The enterprise AI landscape took a significant step forward this week as Infosys, one of the world’s largest IT services firms, announced a strategic collaboration with Anthropic to build and deploy AI solutions tailored for complex, heavily regulated industries. The partnership, revealed on 17 February 2026, signals a growing recognition that the real challenge of enterprise AI is not building powerful models but making them work reliably in industries where the stakes are highest.
From Demos to Deployment
The collaboration pairs Anthropic’s Claude models, including Claude Code, with Infosys Topaz, the company’s AI-first suite of services and platforms. Together, the two companies plan to develop AI agents capable of handling multi-step, domain-specific tasks across telecommunications, financial services, manufacturing, and software development.
Anthropic CEO Dario Amodei framed the partnership around a problem that has dogged enterprise AI adoption for years: the gap between what works in a controlled environment and what works in a real business. Infosys, with its deep operational knowledge across industries like telecom and financial services, brings the kind of domain expertise needed to close that gap. The company’s developers are already using Claude Code internally, building firsthand experience that will feed directly into client projects.
Infosys CEO Salil Parekh struck a broader tone, describing the collaboration as part of a shift in how entire industries operate. In his view, the goal is not incremental efficiency but a fundamental reimagining of enterprise operating models, making organisations more intelligent, resilient, and responsible through AI.
The Rise of Agentic AI
At the heart of the partnership is a bet on agentic AI: systems designed not just to answer questions or generate text, but to independently carry out complex, multi-step processes.
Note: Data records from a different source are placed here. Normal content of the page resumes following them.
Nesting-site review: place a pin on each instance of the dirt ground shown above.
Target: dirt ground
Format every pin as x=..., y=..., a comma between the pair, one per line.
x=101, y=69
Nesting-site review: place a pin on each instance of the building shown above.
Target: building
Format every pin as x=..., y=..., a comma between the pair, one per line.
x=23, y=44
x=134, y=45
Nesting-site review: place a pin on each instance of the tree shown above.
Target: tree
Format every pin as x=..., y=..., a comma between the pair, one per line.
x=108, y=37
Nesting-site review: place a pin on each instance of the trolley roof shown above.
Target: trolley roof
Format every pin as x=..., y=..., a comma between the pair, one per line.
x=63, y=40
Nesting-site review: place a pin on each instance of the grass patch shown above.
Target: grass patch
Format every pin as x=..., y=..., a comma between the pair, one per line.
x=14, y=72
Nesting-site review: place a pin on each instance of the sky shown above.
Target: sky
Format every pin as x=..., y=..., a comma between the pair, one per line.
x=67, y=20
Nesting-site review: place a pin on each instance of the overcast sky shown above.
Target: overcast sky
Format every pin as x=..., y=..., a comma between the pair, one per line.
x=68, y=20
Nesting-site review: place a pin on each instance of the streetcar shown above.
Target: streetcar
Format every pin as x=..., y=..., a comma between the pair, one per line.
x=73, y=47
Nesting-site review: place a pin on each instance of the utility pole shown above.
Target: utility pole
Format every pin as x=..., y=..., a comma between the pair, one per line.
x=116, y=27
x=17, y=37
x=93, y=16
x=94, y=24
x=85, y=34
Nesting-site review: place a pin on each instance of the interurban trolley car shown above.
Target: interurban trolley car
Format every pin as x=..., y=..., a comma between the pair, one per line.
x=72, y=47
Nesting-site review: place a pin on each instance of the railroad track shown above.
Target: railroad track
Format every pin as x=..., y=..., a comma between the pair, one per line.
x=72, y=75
Consider an AI agent that does not just flag a suspicious transaction but investigates it, cross-references compliance requirements, drafts a report, and routes it for review. Or one that does not just suggest a code fix but writes, tests, and debugs it end to end.
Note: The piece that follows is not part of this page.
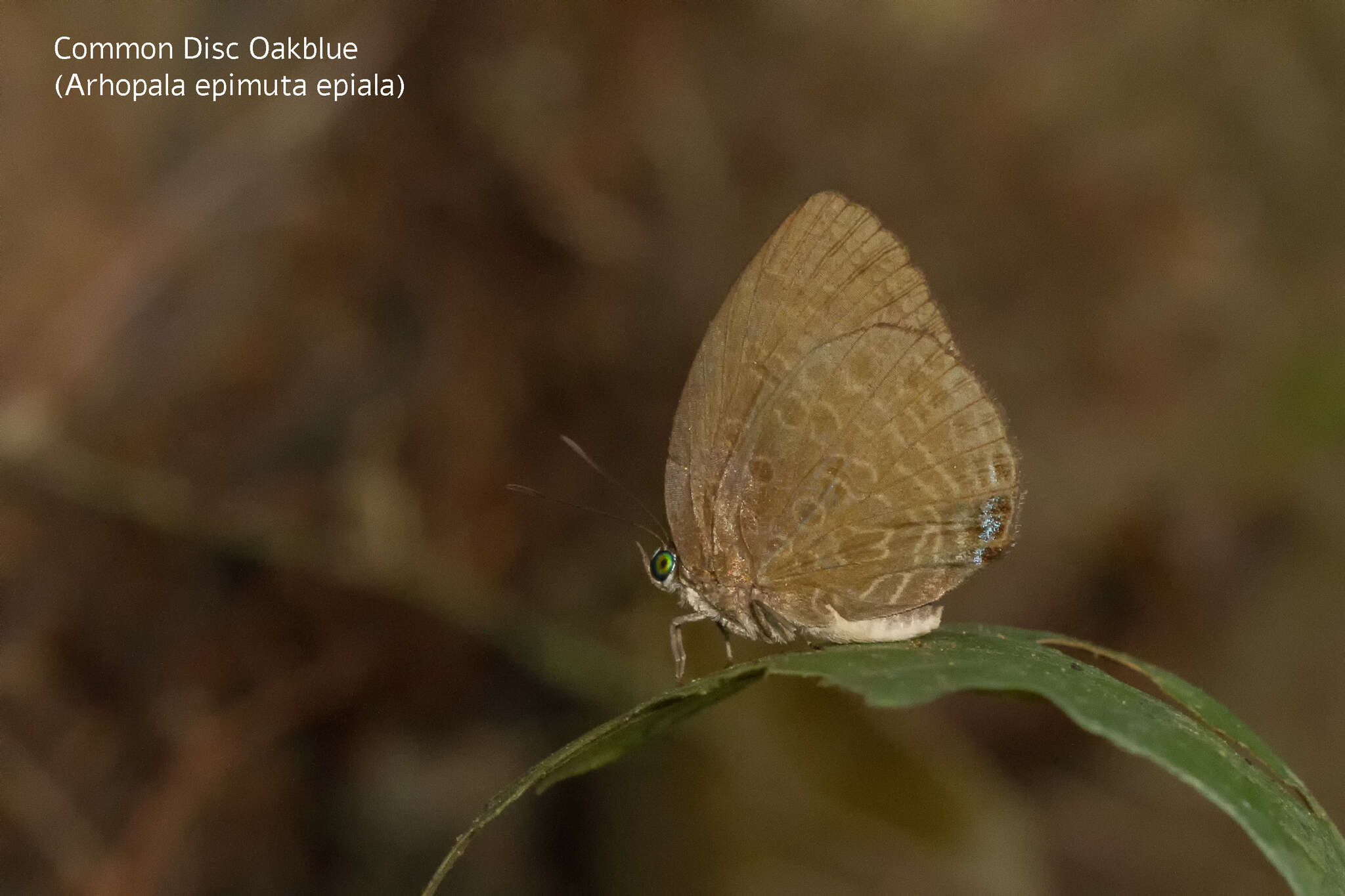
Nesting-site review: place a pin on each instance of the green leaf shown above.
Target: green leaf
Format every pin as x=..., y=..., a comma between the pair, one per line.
x=1189, y=734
Using tools like the Claude Agent SDK, the two companies plan to build agents that can work persistently across long workflows rather than handling isolated, one-off interactions. This represents a meaningful evolution from the chatbot-era AI that most enterprises have deployed so far, moving towards systems that function more like autonomous digital workers embedded in business processes.
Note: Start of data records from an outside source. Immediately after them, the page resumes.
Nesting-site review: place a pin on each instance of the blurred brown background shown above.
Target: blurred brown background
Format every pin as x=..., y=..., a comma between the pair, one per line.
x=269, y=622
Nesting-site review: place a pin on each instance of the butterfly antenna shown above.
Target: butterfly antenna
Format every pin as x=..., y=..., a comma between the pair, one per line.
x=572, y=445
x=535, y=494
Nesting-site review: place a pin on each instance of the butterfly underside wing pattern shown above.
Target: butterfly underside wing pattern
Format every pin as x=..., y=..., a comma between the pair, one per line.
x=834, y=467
Industry-Specific Ambitions
The collaboration will launch first in telecommunications, an industry defined by operational complexity, legacy infrastructure, and heavy regulation. A dedicated Anthropic Centre of Excellence will focus on building AI agents for network operations, customer lifecycle management, and service delivery.
From there, the partnership will expand into financial services, where AI agents will target risk assessment, compliance reporting, and personalised customer interactions. In manufacturing and engineering, the focus shifts to accelerating product design and simulation, helping engineers compress R&D timelines by testing more iterations before committing to production. And in software development, teams will use Claude Code to move faster from design through deployment, with Infosys already piloting this approach within its own engineering organisation.
Why It Matters
This collaboration reflects a broader trend in enterprise AI: the convergence of frontier model capabilities with deep industry knowledge. As AI models have grown more capable, the bottleneck has shifted from raw intelligence to practical deployment, understanding regulatory constraints, integrating with legacy systems, and building trust with stakeholders who need to know exactly how and why an AI reached a particular decision.
For Anthropic, the partnership extends its reach into enterprise markets where safety, governance, and transparency are not just nice-to-haves but regulatory requirements. For Infosys, it offers a way to differentiate its AI practice with access to frontier models and agentic tooling that can be deployed at scale across its global client base.
The real test, as always, will be in execution. Building AI agents that can reliably operate in regulated environments, where errors carry real consequences, demands a level of rigour that goes well beyond what most organisations have achieved so far. But if the collaboration delivers on its ambitions, it could set a template for how large enterprises bring AI from the lab into the heart of their operations.